Escrevi meu mais recente livro, “Psicologia do Futuro: Lições da Moderna Pesquisa da Consciência “, a pedido da State University Press, que publicou vários de meus livros anteriores. Eles queriam que eu descrevesse, de um modo sistemático e compreensivo, minhas observações de mais de quarenta anos de pesquisa, de uma importante variedade de estados incomuns de consciência, que chamei holotrópico (literalmente movendo em direção ao todo do Grego holos = todo e trepein = mover em direção a alguma coisa). Exemplos de tais estados são os transes xamânicos ou iniciações em rituais aborígines, estados encontrados em práticas meditativas sistemáticas, episódios místicos espontâneos, experiências psicodélicas e psicoterapias experienciais com formas poderosas de auto-exploração, como, por exemplo, terapia primal, renascimento e a respiração holotrópica.

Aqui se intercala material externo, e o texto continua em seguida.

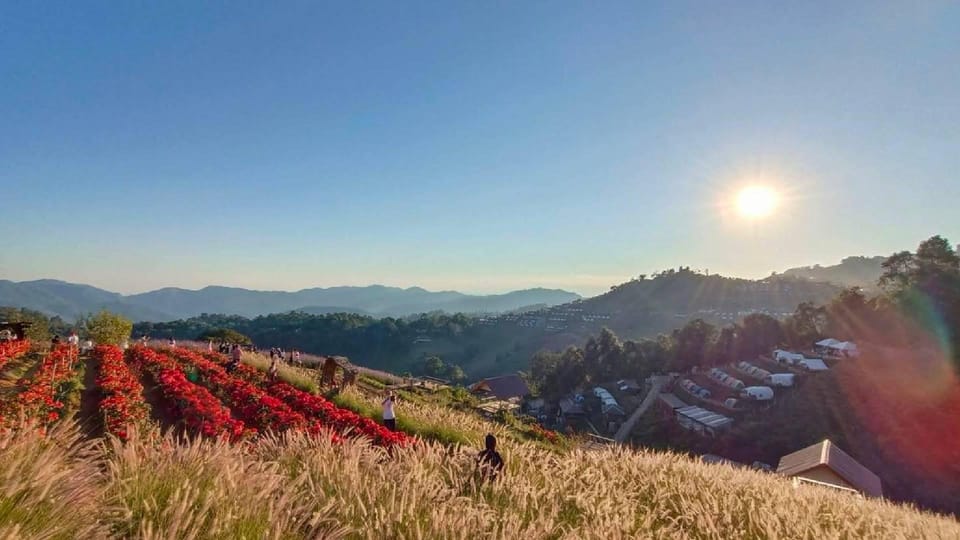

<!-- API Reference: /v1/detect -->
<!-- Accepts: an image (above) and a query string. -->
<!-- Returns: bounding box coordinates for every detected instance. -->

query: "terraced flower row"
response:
[0,345,75,424]
[93,345,149,440]
[0,339,30,368]
[130,347,246,438]
[161,349,323,433]
[173,349,412,446]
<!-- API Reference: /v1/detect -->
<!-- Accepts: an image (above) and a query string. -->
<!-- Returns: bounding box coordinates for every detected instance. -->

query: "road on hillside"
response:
[613,376,670,443]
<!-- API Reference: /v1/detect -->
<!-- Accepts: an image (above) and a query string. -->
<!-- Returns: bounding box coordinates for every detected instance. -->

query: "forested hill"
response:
[783,257,886,290]
[568,267,840,338]
[129,268,839,377]
[0,279,580,322]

O livro, basicamente, aponta, muito especificamente, para diferentes áreas, nas quais nosso pensamento sobre a psique humana na saúde e doença deveria mudar radicalmente, para acomodar essas novas descobertas. Eu também delineio a direção e natureza das mudanças necessárias. Exemplos de tais áreas são a natureza e a origem da consciência, a arquitetura dos distúrbios emocionais e psicossomáticos e a estratégia da psicoterapia. Alguns outros problemas, descritos no livro, são a teoria e a prática da respiração holotrópica, aspectos espiritual e filosófico da morte, terapia psicodélica com pacientes com câncer, insights metafísicos da pesquisa da consciência e implicações desse trabalho em relação à crise global.

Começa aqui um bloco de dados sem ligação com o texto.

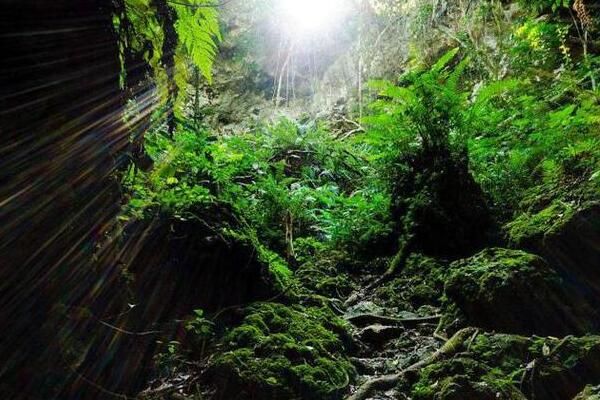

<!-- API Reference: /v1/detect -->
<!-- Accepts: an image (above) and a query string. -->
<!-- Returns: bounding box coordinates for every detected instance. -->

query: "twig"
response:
[94,317,162,336]
[347,328,475,400]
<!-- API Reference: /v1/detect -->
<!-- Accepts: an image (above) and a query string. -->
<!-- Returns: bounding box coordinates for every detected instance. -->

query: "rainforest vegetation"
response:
[0,0,600,400]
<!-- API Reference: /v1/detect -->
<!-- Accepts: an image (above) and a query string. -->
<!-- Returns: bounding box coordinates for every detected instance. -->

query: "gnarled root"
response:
[347,328,477,400]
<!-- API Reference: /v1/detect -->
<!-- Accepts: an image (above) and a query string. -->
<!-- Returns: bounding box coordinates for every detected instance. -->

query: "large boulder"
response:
[444,248,599,336]
[507,202,600,307]
[523,336,600,400]
[392,148,495,259]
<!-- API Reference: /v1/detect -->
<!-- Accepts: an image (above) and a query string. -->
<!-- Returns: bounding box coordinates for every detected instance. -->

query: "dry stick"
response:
[346,328,476,400]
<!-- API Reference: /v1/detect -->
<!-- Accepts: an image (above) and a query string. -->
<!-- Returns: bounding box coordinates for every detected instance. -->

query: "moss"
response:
[445,248,595,336]
[505,201,575,246]
[412,357,523,400]
[374,254,446,311]
[573,385,600,400]
[295,251,357,298]
[210,303,354,399]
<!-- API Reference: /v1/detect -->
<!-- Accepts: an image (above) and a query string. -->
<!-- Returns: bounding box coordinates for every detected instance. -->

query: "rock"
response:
[444,248,599,336]
[523,336,600,400]
[358,324,404,345]
[205,303,355,400]
[507,203,600,307]
[392,147,496,259]
[412,357,525,400]
[573,386,600,400]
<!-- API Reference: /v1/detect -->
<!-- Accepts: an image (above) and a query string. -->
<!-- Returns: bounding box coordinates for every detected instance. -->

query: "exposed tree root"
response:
[346,328,477,400]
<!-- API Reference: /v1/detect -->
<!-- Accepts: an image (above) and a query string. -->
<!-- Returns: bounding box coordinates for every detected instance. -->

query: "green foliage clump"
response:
[412,357,524,400]
[375,254,447,311]
[445,248,586,334]
[211,303,354,399]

O livro poderá estar disponível no Brasil, traduzido para a língua portuguesa, no início de dezembro de 2000. Estou planejando voltar ao Brasil, no início de dezembro, para dar algumas entrevistas e autografar o livro, no Rio de Janeiro e em São Paulo. Vocês poderão ter informações mais específicas sobre a edição brasileira, através do Kiu Eckstein, no Rio, que está envolvido, na tradução e negociações com o editor.